Feld (© Elia Zilberberg)

Bei der Bewerbung für die Bildbesprechungen hat mit Elia ca. 50 Fotos geschickt, von denen viele Fotomotive mit Menschen waren, beim Sport oder beim Feiern und die sich sehr gut verkauft hätten. Es ist mir rechtlich jedoch zu unsicher, diese hier zu zeigen, weil für die Fotos kein schriftlicher Modelvertrag vorliegt. Genau das ist auch der Grund, warum diese Fotos es bei Bildagenturen schwer haben würden.
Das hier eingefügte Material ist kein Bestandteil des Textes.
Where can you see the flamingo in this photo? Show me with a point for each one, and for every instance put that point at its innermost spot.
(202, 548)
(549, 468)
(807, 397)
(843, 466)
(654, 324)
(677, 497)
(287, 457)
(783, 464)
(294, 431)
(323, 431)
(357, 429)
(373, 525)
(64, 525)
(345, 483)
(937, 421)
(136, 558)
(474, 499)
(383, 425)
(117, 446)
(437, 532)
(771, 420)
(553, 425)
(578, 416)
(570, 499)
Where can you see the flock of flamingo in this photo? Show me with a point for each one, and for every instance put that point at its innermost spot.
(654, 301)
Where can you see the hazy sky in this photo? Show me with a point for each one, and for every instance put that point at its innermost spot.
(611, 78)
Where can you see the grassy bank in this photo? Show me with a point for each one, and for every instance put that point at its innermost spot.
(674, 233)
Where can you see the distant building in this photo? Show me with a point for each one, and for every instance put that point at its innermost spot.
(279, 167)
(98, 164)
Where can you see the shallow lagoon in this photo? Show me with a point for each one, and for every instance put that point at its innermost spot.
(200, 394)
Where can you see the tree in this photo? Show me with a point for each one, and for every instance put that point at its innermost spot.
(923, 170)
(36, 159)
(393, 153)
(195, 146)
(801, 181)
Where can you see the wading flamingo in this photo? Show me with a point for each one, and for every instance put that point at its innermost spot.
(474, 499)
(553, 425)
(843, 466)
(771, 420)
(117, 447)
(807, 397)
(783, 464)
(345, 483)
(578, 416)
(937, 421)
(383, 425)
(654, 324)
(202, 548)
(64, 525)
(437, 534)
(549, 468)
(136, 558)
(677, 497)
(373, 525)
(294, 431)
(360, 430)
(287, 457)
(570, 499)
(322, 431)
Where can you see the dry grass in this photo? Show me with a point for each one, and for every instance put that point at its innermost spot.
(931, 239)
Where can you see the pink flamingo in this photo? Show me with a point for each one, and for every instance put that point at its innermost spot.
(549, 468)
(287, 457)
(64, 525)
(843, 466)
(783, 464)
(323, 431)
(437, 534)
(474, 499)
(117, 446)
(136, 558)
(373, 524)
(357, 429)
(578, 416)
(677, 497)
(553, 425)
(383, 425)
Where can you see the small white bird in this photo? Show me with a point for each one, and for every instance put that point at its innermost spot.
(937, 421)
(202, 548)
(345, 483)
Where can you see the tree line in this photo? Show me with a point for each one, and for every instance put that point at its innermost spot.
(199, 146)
Als Kompromiss hier ein Foto, bei der eine Frau nur unscharf im Hintergrund zu sehen ist. Mir gefällt das Foto, weil die Haltung der Frau eine nachdenkliche, betrübte Stimmung symbolisiert. Die scharfgestellten filigranen, feinen Blüten im Vordergrund unterstreichen die Sensibilität des Augenblicks noch. Insgesamt ein gelungenes Stockfoto.
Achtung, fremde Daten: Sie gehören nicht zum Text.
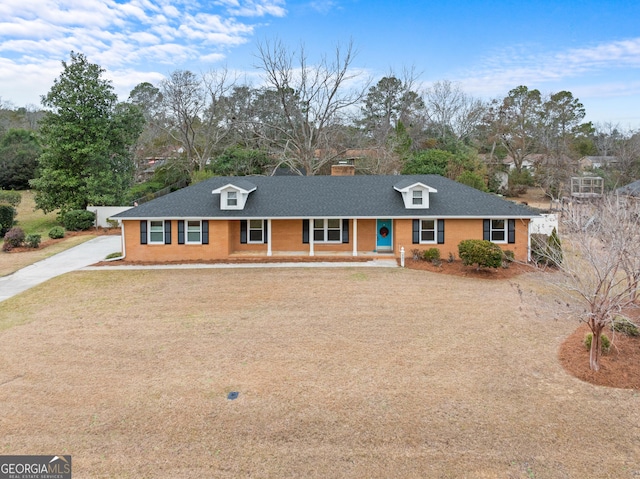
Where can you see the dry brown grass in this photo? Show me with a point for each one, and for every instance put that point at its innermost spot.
(348, 372)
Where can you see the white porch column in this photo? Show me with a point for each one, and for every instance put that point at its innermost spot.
(355, 236)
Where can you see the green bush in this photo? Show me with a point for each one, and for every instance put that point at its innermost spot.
(13, 239)
(431, 254)
(7, 215)
(10, 197)
(56, 232)
(605, 343)
(624, 326)
(32, 241)
(78, 220)
(482, 253)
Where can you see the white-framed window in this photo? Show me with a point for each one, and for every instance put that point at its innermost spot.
(327, 231)
(428, 231)
(194, 231)
(255, 231)
(156, 232)
(417, 197)
(498, 231)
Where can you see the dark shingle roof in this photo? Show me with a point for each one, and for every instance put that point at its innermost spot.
(329, 196)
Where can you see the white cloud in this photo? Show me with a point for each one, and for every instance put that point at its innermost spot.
(132, 39)
(523, 65)
(254, 8)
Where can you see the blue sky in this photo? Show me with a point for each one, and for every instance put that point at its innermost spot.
(591, 48)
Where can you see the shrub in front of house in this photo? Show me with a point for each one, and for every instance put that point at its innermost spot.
(13, 239)
(508, 258)
(56, 232)
(482, 253)
(432, 255)
(32, 241)
(78, 220)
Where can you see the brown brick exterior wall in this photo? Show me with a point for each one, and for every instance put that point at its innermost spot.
(456, 231)
(286, 235)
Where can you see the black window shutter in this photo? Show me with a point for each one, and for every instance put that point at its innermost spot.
(345, 231)
(205, 232)
(440, 231)
(180, 231)
(486, 230)
(243, 231)
(167, 232)
(512, 231)
(143, 232)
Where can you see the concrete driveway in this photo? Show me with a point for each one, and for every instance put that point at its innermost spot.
(86, 254)
(72, 259)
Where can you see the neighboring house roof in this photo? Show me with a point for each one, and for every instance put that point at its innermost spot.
(329, 196)
(597, 161)
(632, 189)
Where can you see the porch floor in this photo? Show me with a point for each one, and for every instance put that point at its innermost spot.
(367, 255)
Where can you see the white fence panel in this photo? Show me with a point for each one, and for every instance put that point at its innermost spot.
(104, 212)
(545, 224)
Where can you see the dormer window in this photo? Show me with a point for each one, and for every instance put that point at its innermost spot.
(233, 196)
(415, 195)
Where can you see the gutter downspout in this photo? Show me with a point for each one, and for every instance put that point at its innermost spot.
(124, 252)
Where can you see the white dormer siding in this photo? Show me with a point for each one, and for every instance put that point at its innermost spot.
(233, 196)
(415, 195)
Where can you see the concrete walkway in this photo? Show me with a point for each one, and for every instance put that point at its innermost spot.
(72, 259)
(86, 254)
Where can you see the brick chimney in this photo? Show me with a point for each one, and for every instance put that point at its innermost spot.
(343, 169)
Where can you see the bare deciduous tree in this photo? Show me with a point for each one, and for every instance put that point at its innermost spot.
(195, 112)
(601, 265)
(313, 101)
(451, 111)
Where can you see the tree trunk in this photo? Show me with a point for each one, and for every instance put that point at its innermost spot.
(594, 352)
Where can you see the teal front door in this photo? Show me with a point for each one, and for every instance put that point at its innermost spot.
(384, 237)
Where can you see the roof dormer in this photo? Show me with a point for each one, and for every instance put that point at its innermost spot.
(414, 194)
(233, 196)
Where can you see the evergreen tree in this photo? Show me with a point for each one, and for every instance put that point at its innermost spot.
(88, 138)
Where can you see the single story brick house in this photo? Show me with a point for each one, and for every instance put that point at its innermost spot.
(224, 218)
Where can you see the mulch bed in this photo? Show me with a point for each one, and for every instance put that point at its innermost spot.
(456, 268)
(619, 368)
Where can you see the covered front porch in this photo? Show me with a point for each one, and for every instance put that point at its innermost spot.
(323, 237)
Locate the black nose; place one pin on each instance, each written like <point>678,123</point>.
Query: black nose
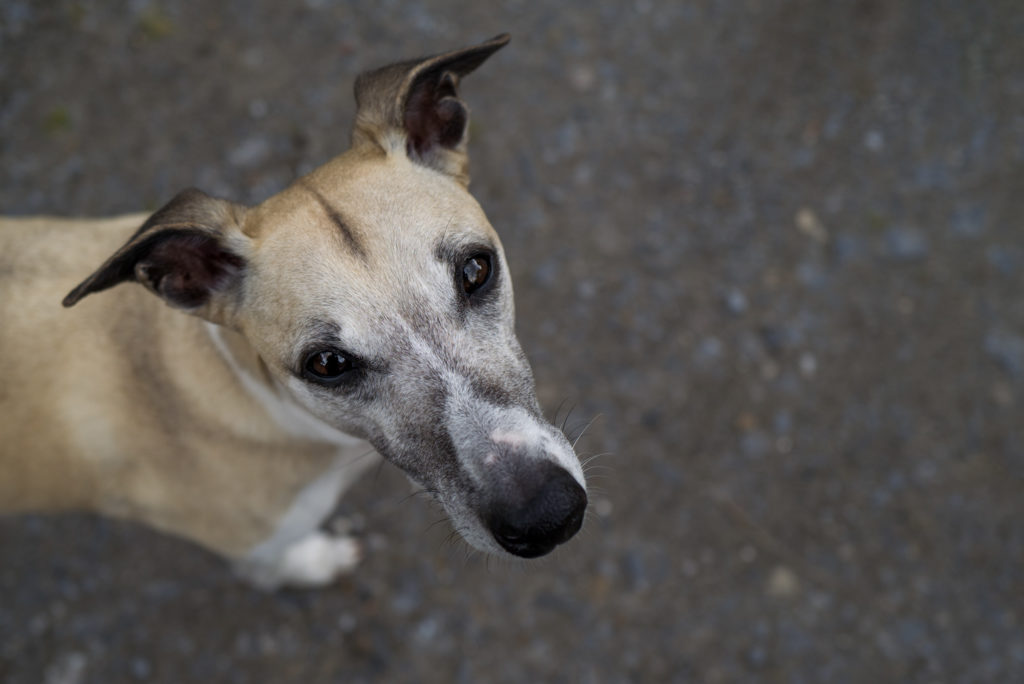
<point>548,511</point>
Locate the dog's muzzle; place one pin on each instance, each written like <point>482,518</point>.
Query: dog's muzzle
<point>544,508</point>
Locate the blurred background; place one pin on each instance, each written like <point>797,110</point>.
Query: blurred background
<point>771,248</point>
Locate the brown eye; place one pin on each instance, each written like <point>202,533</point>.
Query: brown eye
<point>327,366</point>
<point>475,272</point>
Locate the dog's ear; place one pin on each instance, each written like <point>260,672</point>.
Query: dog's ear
<point>189,253</point>
<point>414,104</point>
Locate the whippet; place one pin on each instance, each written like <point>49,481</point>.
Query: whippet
<point>367,309</point>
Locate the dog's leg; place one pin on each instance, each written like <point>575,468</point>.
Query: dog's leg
<point>315,560</point>
<point>299,554</point>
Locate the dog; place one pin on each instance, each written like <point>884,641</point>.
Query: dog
<point>364,311</point>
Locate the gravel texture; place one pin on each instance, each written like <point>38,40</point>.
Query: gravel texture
<point>772,248</point>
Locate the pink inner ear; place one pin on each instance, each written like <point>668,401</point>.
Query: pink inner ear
<point>434,116</point>
<point>186,268</point>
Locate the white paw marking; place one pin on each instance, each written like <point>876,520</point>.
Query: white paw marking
<point>318,558</point>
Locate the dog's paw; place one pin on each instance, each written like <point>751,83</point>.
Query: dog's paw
<point>315,560</point>
<point>318,558</point>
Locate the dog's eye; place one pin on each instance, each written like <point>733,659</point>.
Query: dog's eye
<point>327,366</point>
<point>475,272</point>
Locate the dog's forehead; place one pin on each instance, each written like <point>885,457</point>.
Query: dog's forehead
<point>367,240</point>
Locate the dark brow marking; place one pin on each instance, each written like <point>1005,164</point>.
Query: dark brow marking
<point>350,239</point>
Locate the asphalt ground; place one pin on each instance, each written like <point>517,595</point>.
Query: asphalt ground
<point>771,252</point>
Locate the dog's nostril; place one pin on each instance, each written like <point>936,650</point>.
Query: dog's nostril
<point>549,517</point>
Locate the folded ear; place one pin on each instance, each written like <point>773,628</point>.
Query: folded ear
<point>414,104</point>
<point>189,253</point>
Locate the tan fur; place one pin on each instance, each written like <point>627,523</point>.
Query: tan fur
<point>138,417</point>
<point>208,425</point>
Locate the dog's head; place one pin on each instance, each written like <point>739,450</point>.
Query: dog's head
<point>377,295</point>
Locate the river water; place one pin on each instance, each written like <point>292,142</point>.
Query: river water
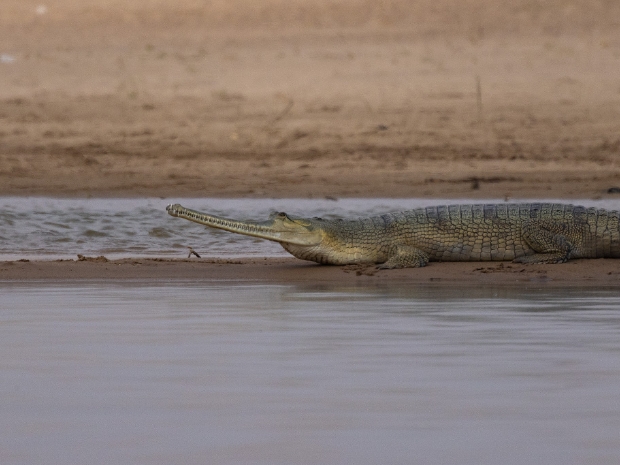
<point>35,228</point>
<point>232,372</point>
<point>242,373</point>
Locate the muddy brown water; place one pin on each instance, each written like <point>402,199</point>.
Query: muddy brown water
<point>245,373</point>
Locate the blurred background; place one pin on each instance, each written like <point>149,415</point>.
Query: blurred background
<point>320,98</point>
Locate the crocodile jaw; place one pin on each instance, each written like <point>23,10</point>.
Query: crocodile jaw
<point>279,228</point>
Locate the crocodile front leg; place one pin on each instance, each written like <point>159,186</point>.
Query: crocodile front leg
<point>405,256</point>
<point>548,239</point>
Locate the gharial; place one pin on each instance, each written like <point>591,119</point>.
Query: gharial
<point>524,233</point>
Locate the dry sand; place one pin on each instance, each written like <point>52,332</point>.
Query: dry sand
<point>275,98</point>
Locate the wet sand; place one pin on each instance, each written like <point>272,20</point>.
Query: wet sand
<point>600,272</point>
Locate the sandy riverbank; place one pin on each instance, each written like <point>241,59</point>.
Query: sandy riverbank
<point>269,270</point>
<point>279,99</point>
<point>346,98</point>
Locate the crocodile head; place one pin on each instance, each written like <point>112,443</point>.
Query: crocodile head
<point>280,227</point>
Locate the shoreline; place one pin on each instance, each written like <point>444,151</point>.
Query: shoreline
<point>583,273</point>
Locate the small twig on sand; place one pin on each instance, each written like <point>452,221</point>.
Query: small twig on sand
<point>192,252</point>
<point>479,97</point>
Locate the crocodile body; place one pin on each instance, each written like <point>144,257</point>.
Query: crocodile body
<point>525,233</point>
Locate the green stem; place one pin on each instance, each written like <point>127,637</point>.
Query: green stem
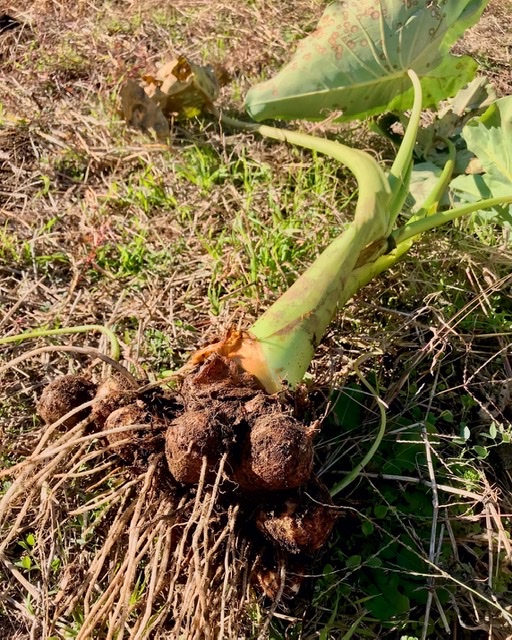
<point>41,333</point>
<point>291,329</point>
<point>416,227</point>
<point>400,172</point>
<point>431,204</point>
Futter (© Elia Zilberberg)

Katzenfotos gibt es zuhauf in der Stockfotografie. Dieses Foto hebt sich davon durch die strenge Linienführung ab und hat neben niedlichen Katzen auch mehrere Themen zu bieten: „Ernährung, Futterneid, Teilen, …“
So ist es in der Stockfotografie gut aufgehoben. Entfernt werden könnte noch das Graffito unten links, auch wenn die Buchstaben „ATE“ das englische Wort für „gegessen“ (bzw. aß) bilden und somit thematisch sogar passen würden.

Operation (© Elia Zilberberg)

Das ist nichts für schwache Nerven. Blut dominiert das Foto, zusammen mit einer offenen Wunde und drei Händen, die mit spitzen Werkzeugen daran werkeln. Die Magenverträglichkeit des Fotos ist diskutabel, nicht aber die gelungene Komposition, bei der alle Werkzeuge die Blicke auf die Wunde lenken und die Reduzierung auf di beiden Grundfarben Blau und vor allem das Rot.
Die Konkurrenz bei diesem Motiv ist in Bildagenturen gering und somit dem Verkauf sehr zuträglich.
Nur das Auge oben rechts irritiert und sollte am Computer ebenfalls wegoperiert werden.

Katzen (© Elia Zilberberg)

Nach dem Blutschock etwas Niedliches zur Versöhnung. Katzenbabies! Wie beim vorigen Katzenfoto schon geschrieben, gibt es diese Tiere bei Bildagenturen zuhauf und deshalb steht die Hauskatze bei vielen Bildagenturen mittlerweile auf der Liste der „unerwünschten Motive“. Diesem Foto rechne ich trotzdem gute Verkaufschancen aus, weil Katzenbabies, vor allem als Gruppe, so süß sind, dass sich immer genug Käufer finden werden. Voraussetzung: Die obere Katze muss scharf sein, was beim kleinen Vorschaubild nicht genau erkennbar ist.

So, nun seid ihr dran. Decken sich meine Einschätzungen mit Euren Erfahrungen oder würdet ihr einigen Motiven mehr oder weniger Verkaufschancen einräumen als ich?